As in: is it getting warmer on average?, can we say that's a climate change or is it another kind of structural change in our average weather situation?, and if so, what part of it is man-made? Arguments are based on data and backed up by models; datasets are being questioned, data filtering is being questioned, models are being questioned. Things work as they should, and the current majority opinion among scientists is: yes, global warming is most definitely happening, and yes man probably has a large part in that.
As soon as politics comes into it, the debate becomes political and thoroughly commingles the question "what's going on?" with "what are the consequences if global warming is happening?" and "suppose we all went onto an austerity programme, how much help would that be in practical terms, and would it be cost-effective (supposing that global warming is man-made)?".
What you see is a split between people who argue: yes global warming is happening and it's a valid reason to tell everyone (else) what to do in terms of conserving energy and scrapping their SUV's (roughly coinciding with the "centre-left").
And between people who think "we're not going to let a bunch of hippies tell us to change our lifestyle, so we'll attack the basis on which their demands rest, which happens to be global warming. (the "far right").
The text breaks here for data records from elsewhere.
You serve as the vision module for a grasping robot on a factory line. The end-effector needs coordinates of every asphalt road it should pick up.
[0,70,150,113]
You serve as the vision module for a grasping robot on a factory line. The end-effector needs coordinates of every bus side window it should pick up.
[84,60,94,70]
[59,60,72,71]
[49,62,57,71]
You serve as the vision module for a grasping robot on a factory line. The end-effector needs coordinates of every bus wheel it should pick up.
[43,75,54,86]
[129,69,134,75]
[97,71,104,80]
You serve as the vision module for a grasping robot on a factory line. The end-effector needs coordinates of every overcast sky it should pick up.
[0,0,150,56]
Those people are known as "climate-change deniers" and are conducting a totally different debate.
Their debate is about the question "Are we going to allow others to use this global warming scare as lever with which to impose measures on people that just so happen to coincide with their (centre-left) political agenda anyway?".
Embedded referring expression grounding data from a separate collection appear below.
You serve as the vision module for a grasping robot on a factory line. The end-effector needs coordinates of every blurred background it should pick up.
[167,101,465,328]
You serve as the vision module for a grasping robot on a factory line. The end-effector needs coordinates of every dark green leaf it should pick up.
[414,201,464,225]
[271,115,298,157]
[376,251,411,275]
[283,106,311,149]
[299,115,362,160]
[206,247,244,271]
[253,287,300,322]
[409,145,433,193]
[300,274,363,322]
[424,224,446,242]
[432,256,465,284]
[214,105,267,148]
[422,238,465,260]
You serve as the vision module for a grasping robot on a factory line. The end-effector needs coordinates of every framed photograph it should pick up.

They obviously don't want that, and apart from denying obvious facts they are searching for ways to discredit people who provide those facts. That's a lot easier than debating facts anyway, and those are the ones you hear calling for private emails from researchers they don't like.
Where private citizens get into it, the debate splits even further along political lines. Citizens tend to follow politicians and opinion leaders they like and will defend what their chosen opinion leaders say and attack those opinion leaders they don't like. Simple. For such people it's not about facts (they wouldn't know how to check them anyway) but about credibility and ... who they would like to be on top come next election. Nothing new here, but that particular debate was never meant to be "scientific", so we shouldn't wonder that it isn't.
So it all depends on what debate you mean: the one among scientists, the one among politicians, or the one among citizens.